Hacker News new | ask | show | jobs
by thundergolfer 2009 days ago
The incentive structure that seems clearly best (though not greatly) suited to this large-scale intelligence infrastructure is public investment in publicly owned systems.

Jordan seems to maybe gesture at this, as who owns all the bridges in the the USA? Governments. If we are talking “societal-scale medical system” a majority of people would want that publicly owned and operated and universally accessible.

We’ve already seen in industry that the incentives are to massively in favour of creating walled-gardens that lock in users and thus profits. No societal-wide system should work like our social media ecosystem (FB, Snapchat, TikTok).

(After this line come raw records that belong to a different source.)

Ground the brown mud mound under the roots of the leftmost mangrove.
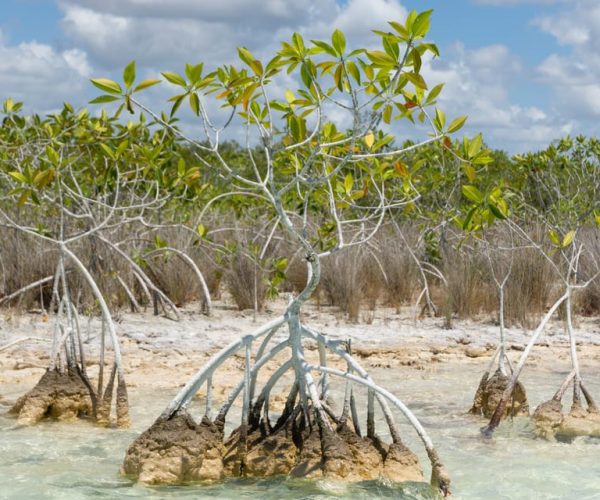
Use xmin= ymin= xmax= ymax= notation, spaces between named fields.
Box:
xmin=9 ymin=370 xmax=93 ymax=424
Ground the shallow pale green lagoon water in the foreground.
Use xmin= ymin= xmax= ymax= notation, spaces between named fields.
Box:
xmin=0 ymin=364 xmax=600 ymax=500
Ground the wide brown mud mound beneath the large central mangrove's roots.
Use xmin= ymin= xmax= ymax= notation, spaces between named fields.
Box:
xmin=122 ymin=414 xmax=423 ymax=484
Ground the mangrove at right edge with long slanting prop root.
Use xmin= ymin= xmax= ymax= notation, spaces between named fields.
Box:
xmin=473 ymin=137 xmax=600 ymax=439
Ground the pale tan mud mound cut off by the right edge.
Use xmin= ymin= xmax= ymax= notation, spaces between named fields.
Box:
xmin=531 ymin=399 xmax=600 ymax=440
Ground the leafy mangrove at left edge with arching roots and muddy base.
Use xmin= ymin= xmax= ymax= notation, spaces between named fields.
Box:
xmin=0 ymin=100 xmax=193 ymax=427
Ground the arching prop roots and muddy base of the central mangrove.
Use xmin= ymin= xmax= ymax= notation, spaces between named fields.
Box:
xmin=121 ymin=316 xmax=450 ymax=495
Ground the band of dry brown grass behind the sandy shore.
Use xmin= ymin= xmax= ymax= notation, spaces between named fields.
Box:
xmin=0 ymin=217 xmax=600 ymax=327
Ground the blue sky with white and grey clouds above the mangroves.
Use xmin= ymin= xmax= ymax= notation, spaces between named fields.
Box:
xmin=0 ymin=0 xmax=600 ymax=153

The dominant profit incentives are also not “human-centric”, as Jordan constantly emphasises. Well, they’re only so if we assume profit-making activity is tightly aligned with “human-centric” concerns. Some will say yes, but to me our climate disaster and the USA mass incarceration system are strong enough evidence that the answer is no.

I think some wealthy Northern European countries are setup well enough to produce “Intelligent Infrastructure”, except for the fact that most of the talent is in the USA.

1 comments

If the rising trend toward putting the giant info-broker corporations on tighter leashes continues, I'm hopeful that we might finally start to discuss the 'civil rights of data' — who actually owns data of all kinds, but especially personal data, and what obligations come with using it, sharing it and ensuring that it not be abused.